To avoid consistency issues, if there are multiple calls to open a file and one or more of the calls did not specify O_DIRECT and another open specified O_DIRECT, the file stays in the normal cached I/O mode. Similarly, if the file is mapped into memory through the shmat() or mmap() system calls, it stays in normal cached mode. If the last conflicting, non-direct access is eliminated, then the JFS will move the file into direct I/O mode (either by using the close(), munmap(), or shmdt() subroutines). Changing from normal mode to direct I/O mode can be expensive because all modified pages in memory will have to be flushed to disk at that point.

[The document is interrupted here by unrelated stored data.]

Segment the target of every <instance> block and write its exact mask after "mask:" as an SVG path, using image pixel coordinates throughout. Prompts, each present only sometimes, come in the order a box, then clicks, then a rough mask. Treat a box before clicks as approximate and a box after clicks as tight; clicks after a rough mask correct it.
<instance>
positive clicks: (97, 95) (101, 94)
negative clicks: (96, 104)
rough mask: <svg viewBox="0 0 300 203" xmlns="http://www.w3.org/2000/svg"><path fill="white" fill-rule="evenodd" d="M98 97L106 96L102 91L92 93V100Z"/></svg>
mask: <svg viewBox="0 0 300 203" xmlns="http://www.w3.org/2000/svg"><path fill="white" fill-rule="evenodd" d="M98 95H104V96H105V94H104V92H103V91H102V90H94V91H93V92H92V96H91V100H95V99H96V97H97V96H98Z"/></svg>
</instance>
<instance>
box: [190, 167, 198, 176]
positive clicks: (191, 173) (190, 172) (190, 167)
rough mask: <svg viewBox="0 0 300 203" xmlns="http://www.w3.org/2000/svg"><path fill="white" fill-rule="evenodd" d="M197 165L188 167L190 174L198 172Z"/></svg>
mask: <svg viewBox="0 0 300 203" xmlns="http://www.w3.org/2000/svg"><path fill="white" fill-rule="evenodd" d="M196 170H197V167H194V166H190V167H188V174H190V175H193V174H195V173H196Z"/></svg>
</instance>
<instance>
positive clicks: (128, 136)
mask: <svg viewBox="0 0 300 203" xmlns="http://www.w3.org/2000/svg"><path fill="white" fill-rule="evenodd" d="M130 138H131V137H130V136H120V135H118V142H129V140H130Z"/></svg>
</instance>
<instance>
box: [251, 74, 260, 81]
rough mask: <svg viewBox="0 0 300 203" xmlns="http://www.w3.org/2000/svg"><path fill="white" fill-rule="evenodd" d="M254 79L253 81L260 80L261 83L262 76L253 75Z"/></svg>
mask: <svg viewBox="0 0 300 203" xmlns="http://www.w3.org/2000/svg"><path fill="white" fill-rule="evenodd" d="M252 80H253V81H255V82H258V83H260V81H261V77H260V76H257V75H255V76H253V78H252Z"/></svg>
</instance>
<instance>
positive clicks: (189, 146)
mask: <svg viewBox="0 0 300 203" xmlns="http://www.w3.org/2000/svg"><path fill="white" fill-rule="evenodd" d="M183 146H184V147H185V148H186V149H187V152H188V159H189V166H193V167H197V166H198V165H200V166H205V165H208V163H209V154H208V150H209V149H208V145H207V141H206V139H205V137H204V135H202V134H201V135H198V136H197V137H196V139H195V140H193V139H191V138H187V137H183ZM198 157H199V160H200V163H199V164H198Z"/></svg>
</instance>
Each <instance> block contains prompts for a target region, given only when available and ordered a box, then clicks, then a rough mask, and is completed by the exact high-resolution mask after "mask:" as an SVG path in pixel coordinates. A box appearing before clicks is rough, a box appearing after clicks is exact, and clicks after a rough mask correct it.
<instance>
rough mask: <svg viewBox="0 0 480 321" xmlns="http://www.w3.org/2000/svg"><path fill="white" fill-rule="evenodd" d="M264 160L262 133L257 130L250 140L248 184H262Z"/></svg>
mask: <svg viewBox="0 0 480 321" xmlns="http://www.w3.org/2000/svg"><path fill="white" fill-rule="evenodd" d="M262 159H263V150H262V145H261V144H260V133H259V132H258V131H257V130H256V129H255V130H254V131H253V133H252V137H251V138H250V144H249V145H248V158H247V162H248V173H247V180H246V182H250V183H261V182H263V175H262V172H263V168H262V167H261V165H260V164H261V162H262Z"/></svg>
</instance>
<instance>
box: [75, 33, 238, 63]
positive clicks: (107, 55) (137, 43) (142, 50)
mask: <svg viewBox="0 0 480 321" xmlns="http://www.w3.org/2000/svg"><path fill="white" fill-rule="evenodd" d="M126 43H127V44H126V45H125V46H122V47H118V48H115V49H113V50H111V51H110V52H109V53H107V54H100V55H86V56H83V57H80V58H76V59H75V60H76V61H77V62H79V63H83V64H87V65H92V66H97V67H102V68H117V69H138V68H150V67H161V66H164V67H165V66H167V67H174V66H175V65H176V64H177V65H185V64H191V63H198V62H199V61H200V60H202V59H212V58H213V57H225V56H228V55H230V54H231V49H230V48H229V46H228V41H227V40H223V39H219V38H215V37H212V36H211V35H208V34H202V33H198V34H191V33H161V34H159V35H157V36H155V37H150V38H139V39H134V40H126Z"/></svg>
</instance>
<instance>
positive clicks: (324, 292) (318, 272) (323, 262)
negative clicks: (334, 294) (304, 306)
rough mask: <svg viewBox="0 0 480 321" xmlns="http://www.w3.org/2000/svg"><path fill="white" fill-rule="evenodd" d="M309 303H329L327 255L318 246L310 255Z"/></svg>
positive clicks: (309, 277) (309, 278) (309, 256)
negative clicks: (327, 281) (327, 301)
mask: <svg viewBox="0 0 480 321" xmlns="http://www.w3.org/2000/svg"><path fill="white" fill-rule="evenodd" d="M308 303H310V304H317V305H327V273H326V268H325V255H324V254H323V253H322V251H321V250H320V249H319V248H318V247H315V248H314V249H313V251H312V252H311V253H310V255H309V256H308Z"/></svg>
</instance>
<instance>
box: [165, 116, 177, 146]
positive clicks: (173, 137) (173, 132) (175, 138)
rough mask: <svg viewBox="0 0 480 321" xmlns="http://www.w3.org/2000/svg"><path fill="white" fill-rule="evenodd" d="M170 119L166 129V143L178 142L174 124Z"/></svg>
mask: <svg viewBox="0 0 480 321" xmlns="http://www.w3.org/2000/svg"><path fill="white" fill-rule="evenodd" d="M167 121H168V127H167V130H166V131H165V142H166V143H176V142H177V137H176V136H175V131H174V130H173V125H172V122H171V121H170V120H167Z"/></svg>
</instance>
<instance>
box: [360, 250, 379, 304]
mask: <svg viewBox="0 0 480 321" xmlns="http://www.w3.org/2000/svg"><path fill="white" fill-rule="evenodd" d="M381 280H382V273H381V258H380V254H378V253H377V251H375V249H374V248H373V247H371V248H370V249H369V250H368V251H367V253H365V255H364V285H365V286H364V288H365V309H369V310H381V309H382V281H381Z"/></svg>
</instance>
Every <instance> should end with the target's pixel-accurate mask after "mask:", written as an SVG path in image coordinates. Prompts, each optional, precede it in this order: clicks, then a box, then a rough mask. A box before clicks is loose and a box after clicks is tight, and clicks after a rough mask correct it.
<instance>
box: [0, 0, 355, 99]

Direct I/O does not enhance raw I/O performance. Raw I/O performance is still slightly faster than direct I/O, but if you want the benefits of a JFS and enhanced performance, direct I/O is highly recommended.
Even though the use of direct I/O can reduce CPU usage, it typically results in longer elapsed times, especially for small I/O requests, because the requests would not be cached in memory.

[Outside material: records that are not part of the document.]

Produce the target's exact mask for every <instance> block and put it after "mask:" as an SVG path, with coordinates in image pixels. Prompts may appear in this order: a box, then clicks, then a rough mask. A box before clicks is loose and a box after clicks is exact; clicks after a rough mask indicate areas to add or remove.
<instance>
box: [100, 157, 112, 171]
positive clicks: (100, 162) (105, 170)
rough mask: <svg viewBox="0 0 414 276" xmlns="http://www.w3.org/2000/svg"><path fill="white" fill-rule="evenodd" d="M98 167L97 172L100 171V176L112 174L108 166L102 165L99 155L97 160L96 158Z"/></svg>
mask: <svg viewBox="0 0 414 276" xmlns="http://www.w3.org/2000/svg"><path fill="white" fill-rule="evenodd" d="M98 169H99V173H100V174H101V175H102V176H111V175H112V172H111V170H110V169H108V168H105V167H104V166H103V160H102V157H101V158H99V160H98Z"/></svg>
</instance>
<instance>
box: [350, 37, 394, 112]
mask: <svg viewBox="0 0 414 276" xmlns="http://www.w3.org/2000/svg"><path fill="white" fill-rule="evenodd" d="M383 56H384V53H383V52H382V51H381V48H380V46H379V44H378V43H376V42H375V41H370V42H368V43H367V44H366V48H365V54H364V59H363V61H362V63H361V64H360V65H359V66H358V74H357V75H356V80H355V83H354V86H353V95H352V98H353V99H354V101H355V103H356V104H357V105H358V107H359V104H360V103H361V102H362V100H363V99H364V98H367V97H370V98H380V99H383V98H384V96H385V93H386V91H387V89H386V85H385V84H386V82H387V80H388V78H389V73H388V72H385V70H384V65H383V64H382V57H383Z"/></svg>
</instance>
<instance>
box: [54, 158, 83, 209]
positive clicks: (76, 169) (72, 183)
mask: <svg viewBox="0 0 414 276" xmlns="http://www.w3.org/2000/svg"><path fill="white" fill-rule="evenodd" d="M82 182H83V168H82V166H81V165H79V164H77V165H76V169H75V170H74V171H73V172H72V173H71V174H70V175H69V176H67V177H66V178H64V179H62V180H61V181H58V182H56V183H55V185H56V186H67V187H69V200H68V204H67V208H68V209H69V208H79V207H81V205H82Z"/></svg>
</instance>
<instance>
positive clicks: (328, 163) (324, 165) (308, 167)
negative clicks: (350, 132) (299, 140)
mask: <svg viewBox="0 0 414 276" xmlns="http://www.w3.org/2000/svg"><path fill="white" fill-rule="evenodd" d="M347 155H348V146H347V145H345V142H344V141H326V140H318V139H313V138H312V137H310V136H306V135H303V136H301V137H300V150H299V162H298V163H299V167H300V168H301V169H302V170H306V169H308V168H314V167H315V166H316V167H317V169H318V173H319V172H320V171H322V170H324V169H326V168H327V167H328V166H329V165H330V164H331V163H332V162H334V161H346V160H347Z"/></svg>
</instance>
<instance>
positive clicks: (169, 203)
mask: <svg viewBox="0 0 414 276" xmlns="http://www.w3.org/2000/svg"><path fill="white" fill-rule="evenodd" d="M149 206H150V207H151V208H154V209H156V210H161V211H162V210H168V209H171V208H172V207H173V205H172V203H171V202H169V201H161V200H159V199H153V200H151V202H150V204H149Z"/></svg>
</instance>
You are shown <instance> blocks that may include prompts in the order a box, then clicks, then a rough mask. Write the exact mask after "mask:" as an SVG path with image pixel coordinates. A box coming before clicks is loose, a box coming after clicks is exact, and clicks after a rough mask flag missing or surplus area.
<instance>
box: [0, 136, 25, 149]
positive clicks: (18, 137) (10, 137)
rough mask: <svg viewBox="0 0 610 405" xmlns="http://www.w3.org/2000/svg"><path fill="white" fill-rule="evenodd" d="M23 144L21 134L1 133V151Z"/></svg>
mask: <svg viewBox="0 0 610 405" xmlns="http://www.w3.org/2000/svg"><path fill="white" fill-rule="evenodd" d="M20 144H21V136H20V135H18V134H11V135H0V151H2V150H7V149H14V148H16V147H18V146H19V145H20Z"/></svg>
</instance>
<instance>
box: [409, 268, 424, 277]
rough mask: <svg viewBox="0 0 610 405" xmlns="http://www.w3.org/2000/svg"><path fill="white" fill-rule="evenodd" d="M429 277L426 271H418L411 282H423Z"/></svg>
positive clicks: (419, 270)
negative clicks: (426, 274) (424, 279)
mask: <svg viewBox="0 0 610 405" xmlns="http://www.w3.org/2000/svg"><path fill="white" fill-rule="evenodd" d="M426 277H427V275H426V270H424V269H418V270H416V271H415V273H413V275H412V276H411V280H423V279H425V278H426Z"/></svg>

Direct I/O reads cause synchronous reads from the disk, whereas with normal cached policy, the reads may be satisfied from the cache. This can result in poor performance if the data was likely to be in memory under the normal caching policy. Direct I/O also bypasses the VMM read-ahead algorithm because the I/Os do not go through the VMM. The read-ahead algorithm is very useful for sequential access to files because the VMM can initiate disk requests and have the pages already be resident in memory before the application has requested the pages. Applications can compensate for the loss of this read-ahead by using one of the following methods:
Direct I/O writes bypass the VMM and go directly to the disk, so that there can be a significant performance penalty; in normal cached I/O, the writes can go to memory and then be flushed to disk later (write-behind). Because direct I/O writes do not get copied into memory, when a sync operation is performed, it will not have to flush these pages to disk, thus reducing the amount of work the syncd daemon has to perform.

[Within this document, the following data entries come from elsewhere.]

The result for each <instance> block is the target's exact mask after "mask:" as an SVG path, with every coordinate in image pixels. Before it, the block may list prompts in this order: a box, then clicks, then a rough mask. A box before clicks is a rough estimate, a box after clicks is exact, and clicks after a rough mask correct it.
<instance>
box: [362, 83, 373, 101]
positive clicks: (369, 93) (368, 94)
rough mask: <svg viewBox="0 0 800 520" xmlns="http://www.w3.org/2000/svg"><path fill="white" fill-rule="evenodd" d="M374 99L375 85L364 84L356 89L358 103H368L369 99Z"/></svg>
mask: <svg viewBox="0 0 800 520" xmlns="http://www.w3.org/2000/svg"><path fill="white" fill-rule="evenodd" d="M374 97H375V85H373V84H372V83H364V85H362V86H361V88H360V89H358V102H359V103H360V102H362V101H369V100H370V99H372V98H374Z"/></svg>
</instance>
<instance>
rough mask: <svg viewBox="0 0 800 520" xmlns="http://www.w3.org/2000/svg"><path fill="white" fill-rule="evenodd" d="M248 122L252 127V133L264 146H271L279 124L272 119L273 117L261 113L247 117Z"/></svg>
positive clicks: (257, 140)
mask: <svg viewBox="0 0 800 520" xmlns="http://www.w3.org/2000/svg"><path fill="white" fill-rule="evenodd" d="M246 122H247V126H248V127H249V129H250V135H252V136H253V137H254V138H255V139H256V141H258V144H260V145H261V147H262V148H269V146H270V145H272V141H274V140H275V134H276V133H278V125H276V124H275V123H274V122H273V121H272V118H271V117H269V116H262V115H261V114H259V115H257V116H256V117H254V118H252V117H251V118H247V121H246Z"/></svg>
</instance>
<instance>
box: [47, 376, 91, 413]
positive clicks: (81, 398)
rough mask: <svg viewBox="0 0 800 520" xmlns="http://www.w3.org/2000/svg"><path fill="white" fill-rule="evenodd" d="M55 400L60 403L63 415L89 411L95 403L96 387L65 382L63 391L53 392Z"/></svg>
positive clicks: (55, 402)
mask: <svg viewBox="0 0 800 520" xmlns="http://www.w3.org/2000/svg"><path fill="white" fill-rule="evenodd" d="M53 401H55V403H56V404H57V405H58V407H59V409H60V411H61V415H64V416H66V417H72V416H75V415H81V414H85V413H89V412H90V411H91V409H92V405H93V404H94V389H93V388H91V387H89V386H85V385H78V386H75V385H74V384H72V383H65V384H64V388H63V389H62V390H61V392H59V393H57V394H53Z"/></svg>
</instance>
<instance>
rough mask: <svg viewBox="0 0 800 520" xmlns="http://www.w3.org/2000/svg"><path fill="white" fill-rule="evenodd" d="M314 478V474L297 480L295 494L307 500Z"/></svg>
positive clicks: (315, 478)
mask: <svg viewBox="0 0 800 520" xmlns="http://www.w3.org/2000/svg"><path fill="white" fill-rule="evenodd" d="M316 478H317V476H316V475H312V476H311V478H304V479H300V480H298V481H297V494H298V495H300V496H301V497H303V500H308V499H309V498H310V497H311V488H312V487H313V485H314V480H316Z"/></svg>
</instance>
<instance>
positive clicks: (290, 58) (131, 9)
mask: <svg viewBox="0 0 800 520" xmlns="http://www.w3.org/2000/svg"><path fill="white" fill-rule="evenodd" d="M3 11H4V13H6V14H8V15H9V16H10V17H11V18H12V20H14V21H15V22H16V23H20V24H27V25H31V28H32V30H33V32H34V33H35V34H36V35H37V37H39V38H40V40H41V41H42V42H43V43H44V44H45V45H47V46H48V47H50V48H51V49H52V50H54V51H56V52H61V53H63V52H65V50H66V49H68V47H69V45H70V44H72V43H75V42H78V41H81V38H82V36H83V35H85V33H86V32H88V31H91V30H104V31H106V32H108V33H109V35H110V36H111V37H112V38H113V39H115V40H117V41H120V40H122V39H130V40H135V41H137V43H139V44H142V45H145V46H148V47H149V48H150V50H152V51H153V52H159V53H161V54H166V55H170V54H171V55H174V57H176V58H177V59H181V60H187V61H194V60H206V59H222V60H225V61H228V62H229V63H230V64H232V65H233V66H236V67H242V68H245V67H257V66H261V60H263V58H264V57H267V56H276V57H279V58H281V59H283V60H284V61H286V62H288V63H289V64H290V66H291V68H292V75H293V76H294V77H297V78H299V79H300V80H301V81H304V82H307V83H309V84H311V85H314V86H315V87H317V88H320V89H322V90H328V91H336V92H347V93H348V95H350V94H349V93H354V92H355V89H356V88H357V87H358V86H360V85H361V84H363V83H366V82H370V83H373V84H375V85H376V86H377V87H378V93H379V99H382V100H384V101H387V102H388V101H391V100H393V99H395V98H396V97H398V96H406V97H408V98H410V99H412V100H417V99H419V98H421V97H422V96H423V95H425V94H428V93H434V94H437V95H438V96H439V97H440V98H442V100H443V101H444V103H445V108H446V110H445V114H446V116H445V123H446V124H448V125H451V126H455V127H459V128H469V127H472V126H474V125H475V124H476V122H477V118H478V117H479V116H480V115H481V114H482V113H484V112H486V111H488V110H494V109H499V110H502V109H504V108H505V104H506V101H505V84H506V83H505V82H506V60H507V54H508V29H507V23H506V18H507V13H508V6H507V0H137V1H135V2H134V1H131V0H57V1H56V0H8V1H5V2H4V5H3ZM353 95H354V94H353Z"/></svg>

In the following example, performance is measured on an RS/6000 E30, 233
MHz, with AIX 4.3.1 (your performance will vary, depending on
system configuration). KBPS is the throughput in kilobytes per second,
and %CPU is CPU usage in percent.
# of 2.2 GB SSA Disks
# of PCI SSA Adapters | 1
1 | 2
1 | 4
1 | 6
1 | 8
1 |
Sequential read throughput, using normal I/O | |||||
KBPS | 7108 | 14170 | 18725 | 18519 | 17892 |
%CPU | 23.9 | 56.1 | 92.1 | 97.0 | 98.3 |
Sequential read throughput, using direct I/O | |||||
KBPS | 7098 | 14150 | 22035 | 27588 | 30062 |
%CPU | 4.4 | 9.1 | 22.0 | 39.2 | 54.4 |
Sequential read throughput, using raw I/O | |||||
KBPS | 7258 | 14499 | 28504 | 30946 | 32165 |
%CPU | 1.6 | 3.2 | 10.0 | 20.9 | 24.5 |
Direct I/O requires substantially fewer CPU cycles than regular I/O. I/O-intensive applications that do not get much benefit from the caching provided by regular I/O can enhance performance by using direct I/O. The benefits of direct I/O will grow in the future as increases in CPU speeds continue to outpace increases in memory speeds.
What types of programs are good candidates for direct I/O? Programs that are typically CPU-limited and perform lots of disk I/O. "Technical" codes that have large sequential I/Os are good candidates. Applications that do numerous small I/Os will typically see less performance benefit, because direct I/O cannot do read ahead or write behind. Applications that have benefited from striping are also good candidates.